La voix de Louise de Bescé sonna, froide et ironique. Ah ! cette voix fit à de Laize un bien inexprimable. C’était toujours la même invincible volonté ; les Bescé d’Yr n’ont jamais tremblé. Ils portent l’Hermine au Pairle d’Or et le heaume à neuf grilles, comme des ducs. Ils aviliraient cela en pliant sur un ordre de marlou ?… Louise ne dit qu’un mot :
- Imbécile !

Figé, l’autre se tut.
- Imbécile, tu penses me faire peur ! Mais crois-tu avoir affaire à tes fournisseuses habituelles ?

Verre de Lampe dit :
- Moi… je…
- Tais-toi, cria Louise. Toi… toi… qu’est-ce que c’est que ça ? Je t’ai pris pour passer une nuit, comme un instrument. Même à ce point de vue je t’ai vaincu, tu le sais… Alors, tais-toi donc et va-t’en ! Tu me dégoûtes !

Il y eut un silence :
- Allons, sors d’ici, redit Louise, rien que de te voir j’en perdrais l’envie que j’ai de mon amant.
- Qui est-ce ? grinça le maquereau.
- Celui qui me suivait cette nuit et que j’ai voulu exaspérer par jeu. Tu as été pour moi une balle qu’on se renvoie en l’air comme ça…

Elle dut faire un geste. Mais l’homme, de Laize le devina, tira alors un couteau :
- Tiens, salope.
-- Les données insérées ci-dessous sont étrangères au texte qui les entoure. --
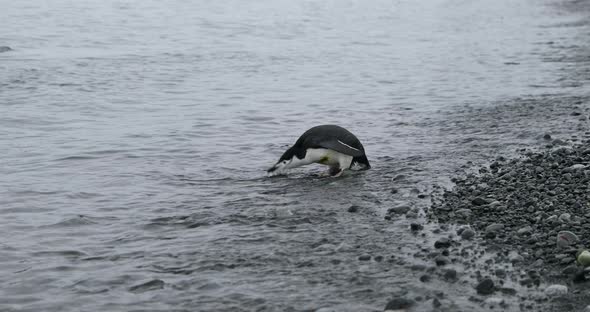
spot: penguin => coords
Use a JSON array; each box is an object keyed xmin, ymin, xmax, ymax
[{"xmin": 267, "ymin": 125, "xmax": 371, "ymax": 177}]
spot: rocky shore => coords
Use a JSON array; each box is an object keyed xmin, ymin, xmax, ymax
[{"xmin": 420, "ymin": 140, "xmax": 590, "ymax": 311}]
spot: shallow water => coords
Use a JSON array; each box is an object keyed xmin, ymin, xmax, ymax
[{"xmin": 0, "ymin": 0, "xmax": 590, "ymax": 311}]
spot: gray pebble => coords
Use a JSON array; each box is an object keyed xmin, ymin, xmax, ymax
[
  {"xmin": 461, "ymin": 229, "xmax": 475, "ymax": 240},
  {"xmin": 485, "ymin": 223, "xmax": 504, "ymax": 233},
  {"xmin": 475, "ymin": 278, "xmax": 495, "ymax": 295},
  {"xmin": 385, "ymin": 298, "xmax": 415, "ymax": 311},
  {"xmin": 434, "ymin": 237, "xmax": 451, "ymax": 249},
  {"xmin": 387, "ymin": 205, "xmax": 411, "ymax": 214}
]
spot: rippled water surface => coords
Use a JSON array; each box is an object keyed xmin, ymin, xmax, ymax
[{"xmin": 0, "ymin": 0, "xmax": 590, "ymax": 311}]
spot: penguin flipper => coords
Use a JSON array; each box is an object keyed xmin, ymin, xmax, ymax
[{"xmin": 318, "ymin": 139, "xmax": 365, "ymax": 157}]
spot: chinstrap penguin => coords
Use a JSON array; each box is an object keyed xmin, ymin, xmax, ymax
[{"xmin": 267, "ymin": 125, "xmax": 371, "ymax": 177}]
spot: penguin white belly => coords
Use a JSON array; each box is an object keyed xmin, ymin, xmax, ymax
[{"xmin": 305, "ymin": 148, "xmax": 353, "ymax": 169}]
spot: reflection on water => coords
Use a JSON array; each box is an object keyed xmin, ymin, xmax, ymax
[{"xmin": 0, "ymin": 0, "xmax": 589, "ymax": 311}]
Tu ne me charrieras pas plus longtemps !

De Laize sauta sur la porte qui céda. Il avait porté la main à la poche où était son browning familier. Il le prit. La chambre apparut. Louise, nue, se défendait agilement contre la brute qui tenait une lame démesurée au bout d’un bras haut levé. De Laize tira.

Le bandit et Louise churent ensemble. Lui tué net, elle blessée d’un coup de coutelas qui lui avait entaillé l’épaule.

De Laize se rua sur elle, la souleva, la mit sur le lit et regarda la plaie. Ce n’était rien. Il allait arrêter le sang en deux minutes. Un pansement fait et maintenu huit jours : Louise serait guérie… Elle ouvrit les yeux et vit le médecin. Sa bouche eut un sourire.
- Êtes-vous à moi, maintenant ? demanda de Laize à voix basse.

Elle fit oui, de la tête.
- Y resterez-vous ?

Le souffle de Louise laissa passer ce seul mot :
- Oui !…

*

Écho du Figaro :

« Le docteur de Laize et sa charmante femme, née Timo de Bescé d’Yr, ont fêté hier dans leur hôtel de l’avenue du Bois-de-Boulogne, la naissance de mademoiselle Louise-Antoinette-Marie-Zanette Timo de Laize de Bescé, leur fille. »

Autre écho du Gaulois :

« La Ligue pour la chasteté avant le mariage est depuis hier définitivement constituée, sous la présidence d’honneur du président du Conseil, et la présidence effective de madame de Laize de Bescé, l’heureuse épouse du plus célèbre médecin européen d’aujourd’hui… »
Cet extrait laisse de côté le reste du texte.